Carson:  Not all Muslims are like rabid dogs, just one might be.
One of the front-runners in the Republican presidential race said Thursday he would “absolutely” want a database of Muslims in the country and wouldn’t rule out giving them special ID cards that noted their religion.

Another top candidate likened Syrian refugees — who are largely Muslim — to dogs. Some of them might be rabid, he said, which was reason to keep them all out.

And a third stood up in the Senate on Thursday and called for banning refugees from five Middle Eastern countries.
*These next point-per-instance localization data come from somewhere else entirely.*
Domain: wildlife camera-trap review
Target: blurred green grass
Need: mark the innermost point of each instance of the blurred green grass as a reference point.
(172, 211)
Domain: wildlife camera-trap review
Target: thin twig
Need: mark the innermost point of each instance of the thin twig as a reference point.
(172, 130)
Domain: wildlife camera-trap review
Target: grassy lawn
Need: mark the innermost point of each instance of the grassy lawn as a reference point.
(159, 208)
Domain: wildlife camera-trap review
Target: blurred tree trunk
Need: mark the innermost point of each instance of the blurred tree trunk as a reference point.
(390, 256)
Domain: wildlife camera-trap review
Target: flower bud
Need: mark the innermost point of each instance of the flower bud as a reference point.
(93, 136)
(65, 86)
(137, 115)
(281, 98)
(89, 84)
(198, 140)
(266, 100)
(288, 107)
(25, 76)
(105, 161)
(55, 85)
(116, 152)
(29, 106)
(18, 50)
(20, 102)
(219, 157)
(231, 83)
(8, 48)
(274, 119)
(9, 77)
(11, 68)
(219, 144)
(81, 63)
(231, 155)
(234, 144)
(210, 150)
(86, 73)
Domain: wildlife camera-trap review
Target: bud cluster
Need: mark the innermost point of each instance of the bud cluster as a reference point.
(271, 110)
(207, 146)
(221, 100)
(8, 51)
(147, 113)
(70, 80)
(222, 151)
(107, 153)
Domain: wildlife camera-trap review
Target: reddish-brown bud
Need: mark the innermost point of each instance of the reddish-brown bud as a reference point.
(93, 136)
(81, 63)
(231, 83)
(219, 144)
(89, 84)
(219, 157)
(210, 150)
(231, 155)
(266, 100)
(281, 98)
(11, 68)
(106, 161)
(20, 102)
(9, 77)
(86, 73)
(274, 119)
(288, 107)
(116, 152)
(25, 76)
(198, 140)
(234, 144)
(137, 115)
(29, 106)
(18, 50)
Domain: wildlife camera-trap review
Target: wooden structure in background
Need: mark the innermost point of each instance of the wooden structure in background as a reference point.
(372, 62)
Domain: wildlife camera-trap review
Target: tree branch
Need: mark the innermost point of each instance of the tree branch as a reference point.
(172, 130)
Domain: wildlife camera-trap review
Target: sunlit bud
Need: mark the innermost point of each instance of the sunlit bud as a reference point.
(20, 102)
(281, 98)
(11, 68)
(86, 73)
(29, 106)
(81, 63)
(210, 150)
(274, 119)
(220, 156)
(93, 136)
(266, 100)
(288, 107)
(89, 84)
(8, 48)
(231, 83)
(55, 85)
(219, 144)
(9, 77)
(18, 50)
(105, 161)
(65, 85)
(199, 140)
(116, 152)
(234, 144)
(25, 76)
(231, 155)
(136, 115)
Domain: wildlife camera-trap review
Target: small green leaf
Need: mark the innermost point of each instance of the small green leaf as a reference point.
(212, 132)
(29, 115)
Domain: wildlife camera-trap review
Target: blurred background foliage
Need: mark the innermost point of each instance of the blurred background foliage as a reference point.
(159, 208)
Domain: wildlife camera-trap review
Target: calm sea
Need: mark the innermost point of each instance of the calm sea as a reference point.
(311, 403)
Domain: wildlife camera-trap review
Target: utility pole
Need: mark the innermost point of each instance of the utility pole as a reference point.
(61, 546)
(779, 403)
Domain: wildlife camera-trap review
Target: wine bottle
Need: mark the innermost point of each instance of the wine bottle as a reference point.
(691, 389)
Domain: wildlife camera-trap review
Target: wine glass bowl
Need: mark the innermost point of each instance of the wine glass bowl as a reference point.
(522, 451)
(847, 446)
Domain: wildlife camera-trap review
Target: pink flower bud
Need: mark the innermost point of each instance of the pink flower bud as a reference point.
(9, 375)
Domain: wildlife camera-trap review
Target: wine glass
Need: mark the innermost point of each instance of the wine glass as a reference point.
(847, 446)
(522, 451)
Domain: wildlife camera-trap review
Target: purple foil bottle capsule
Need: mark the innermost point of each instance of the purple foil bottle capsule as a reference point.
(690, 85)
He was explicit that the point was to keep Muslim refugees out while letting Christians from the same places in.



A week after terrorists tied to the Islamic State terrorist group killed 129 people in Paris, some Republican politicians have responded with the kind of rhetoric that another Republican — George W. Bush — explicitly avoided after the al-Qaeda attacks of Sept. 11, 2001. In the angry aftermath, Bush said that “Islam is peace” and that all Muslims should not be judged for the deeds of a few radicals.

But in this election — already defined by a suspicion of government and anger about immigration — the rhetoric on Muslims has become a dominant feature of the Republican response to the attacks. It also comes as 47 House Democrats joined with 242 Republicans on Thursday to pass a bill placing new security constraints on President Obama’s pledge to admit 10,000 Syrian refugees, most of whom would be Muslim.